The Chinatown Stalin made a ghost town: Millionka in Vladivostok, home for labourers who built the Russian Far East
- Tens of thousands of Chinese – labourers, refugees – called the Chinatown in Russia’s easternmost city home for decades until Stalin ordered it ‘liquidated’
Russian newspapers noted Chinese peddlers of paper flowers and other cheap goods at every station all the way to St Petersburg and, as with all who sought to exploit the natural wealth and new opportunities in Vladivostok, the Russian Empire’s most easterly city, many Chinese workers decided to settle there, too.

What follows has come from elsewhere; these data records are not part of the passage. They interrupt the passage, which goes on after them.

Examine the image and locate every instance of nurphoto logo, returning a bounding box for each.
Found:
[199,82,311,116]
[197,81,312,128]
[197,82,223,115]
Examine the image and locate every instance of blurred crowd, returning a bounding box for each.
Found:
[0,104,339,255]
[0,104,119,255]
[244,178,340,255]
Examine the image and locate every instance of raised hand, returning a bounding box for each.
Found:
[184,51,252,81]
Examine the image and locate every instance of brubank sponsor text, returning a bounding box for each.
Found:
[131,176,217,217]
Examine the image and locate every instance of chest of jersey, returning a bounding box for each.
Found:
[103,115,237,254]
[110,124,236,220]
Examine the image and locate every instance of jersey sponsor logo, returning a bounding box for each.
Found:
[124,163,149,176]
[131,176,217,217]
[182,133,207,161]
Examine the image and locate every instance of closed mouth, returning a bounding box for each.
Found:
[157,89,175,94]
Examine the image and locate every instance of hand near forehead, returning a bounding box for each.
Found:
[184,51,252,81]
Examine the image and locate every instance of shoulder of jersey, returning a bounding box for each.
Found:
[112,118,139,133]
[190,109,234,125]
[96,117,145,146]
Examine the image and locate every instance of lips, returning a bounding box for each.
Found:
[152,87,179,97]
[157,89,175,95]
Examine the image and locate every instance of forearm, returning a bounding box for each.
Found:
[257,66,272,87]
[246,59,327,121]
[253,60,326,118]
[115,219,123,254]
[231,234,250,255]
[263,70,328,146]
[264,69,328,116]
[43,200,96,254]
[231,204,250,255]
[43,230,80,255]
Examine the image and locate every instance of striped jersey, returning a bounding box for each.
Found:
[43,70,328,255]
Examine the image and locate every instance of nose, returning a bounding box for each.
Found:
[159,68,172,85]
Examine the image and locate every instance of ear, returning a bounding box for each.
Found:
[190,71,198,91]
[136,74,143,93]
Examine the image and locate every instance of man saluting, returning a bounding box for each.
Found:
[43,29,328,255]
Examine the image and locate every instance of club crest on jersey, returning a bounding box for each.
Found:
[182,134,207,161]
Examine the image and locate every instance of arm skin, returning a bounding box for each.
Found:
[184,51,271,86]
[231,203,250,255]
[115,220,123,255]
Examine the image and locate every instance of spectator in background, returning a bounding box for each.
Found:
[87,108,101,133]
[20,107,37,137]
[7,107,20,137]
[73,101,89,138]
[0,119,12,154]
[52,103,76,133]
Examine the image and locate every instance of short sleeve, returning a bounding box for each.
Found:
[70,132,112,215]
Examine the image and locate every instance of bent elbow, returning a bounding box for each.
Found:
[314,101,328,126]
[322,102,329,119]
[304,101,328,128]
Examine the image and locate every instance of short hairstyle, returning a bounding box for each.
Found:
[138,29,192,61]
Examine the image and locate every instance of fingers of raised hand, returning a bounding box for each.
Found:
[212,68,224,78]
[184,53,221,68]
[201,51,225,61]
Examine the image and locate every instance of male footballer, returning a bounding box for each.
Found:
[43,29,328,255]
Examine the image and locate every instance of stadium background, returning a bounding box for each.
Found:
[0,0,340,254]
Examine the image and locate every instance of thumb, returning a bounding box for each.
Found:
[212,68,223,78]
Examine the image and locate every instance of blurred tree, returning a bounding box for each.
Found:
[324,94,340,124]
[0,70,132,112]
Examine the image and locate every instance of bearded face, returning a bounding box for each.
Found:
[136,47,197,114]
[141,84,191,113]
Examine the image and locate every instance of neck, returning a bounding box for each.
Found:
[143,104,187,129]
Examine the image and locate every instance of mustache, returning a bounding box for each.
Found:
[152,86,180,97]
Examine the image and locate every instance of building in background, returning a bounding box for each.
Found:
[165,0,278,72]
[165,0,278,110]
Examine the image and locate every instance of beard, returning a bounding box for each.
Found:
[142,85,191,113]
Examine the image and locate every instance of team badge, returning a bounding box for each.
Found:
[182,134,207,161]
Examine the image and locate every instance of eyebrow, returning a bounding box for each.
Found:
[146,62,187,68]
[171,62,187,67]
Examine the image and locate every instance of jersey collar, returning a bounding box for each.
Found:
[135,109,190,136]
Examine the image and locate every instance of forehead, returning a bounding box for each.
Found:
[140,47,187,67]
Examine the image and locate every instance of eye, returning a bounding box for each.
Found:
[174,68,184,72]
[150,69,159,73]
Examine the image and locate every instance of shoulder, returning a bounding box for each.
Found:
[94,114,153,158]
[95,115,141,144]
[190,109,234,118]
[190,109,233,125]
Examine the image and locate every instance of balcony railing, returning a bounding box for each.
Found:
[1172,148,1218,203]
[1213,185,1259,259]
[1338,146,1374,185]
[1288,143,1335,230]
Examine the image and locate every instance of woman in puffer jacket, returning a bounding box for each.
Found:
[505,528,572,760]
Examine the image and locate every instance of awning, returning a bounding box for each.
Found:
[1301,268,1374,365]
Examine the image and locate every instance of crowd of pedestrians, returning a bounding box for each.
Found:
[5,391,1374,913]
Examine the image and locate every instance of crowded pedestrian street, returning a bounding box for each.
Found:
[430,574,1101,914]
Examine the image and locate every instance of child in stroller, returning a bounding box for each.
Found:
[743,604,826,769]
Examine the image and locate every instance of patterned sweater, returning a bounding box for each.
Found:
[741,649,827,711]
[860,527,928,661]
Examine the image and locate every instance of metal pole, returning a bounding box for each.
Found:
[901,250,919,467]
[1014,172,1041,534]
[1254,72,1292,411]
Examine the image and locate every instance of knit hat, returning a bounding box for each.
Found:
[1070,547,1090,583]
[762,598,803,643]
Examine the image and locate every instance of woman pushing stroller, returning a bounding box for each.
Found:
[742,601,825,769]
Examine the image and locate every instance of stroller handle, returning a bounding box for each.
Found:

The Vladivostok district most of them would come to call home – an area that would soon become known as Millionka – was next to the busy port. Initially intended for the city’s expanding mercantile middle class, it consisted of well-built, three-storey red-brick buildings, replete with ornate arches and balconies. However, with views of a functioning port – rather than a romantic sea vista – the settlement somehow never attracted its target market.
As the area’s population swelled, so illegally built wooden extensions appeared in its cul-de-sacs. Lodging houses, basic dosshouses in many instances, were subdivided again and again into labyrinths of small dormitories equipped with bunk beds for Chinese workers. The buildings began to fall into disrepair, rubbish piled high, and the overloaded drains backed up. Millionka became a slum.
Legends grew about a network of tunnels beneath the district, “oriental cellars” for opium smoking and gambling. According to the local police, there were perhaps as many as 40 organised gambling and prostitution parlours.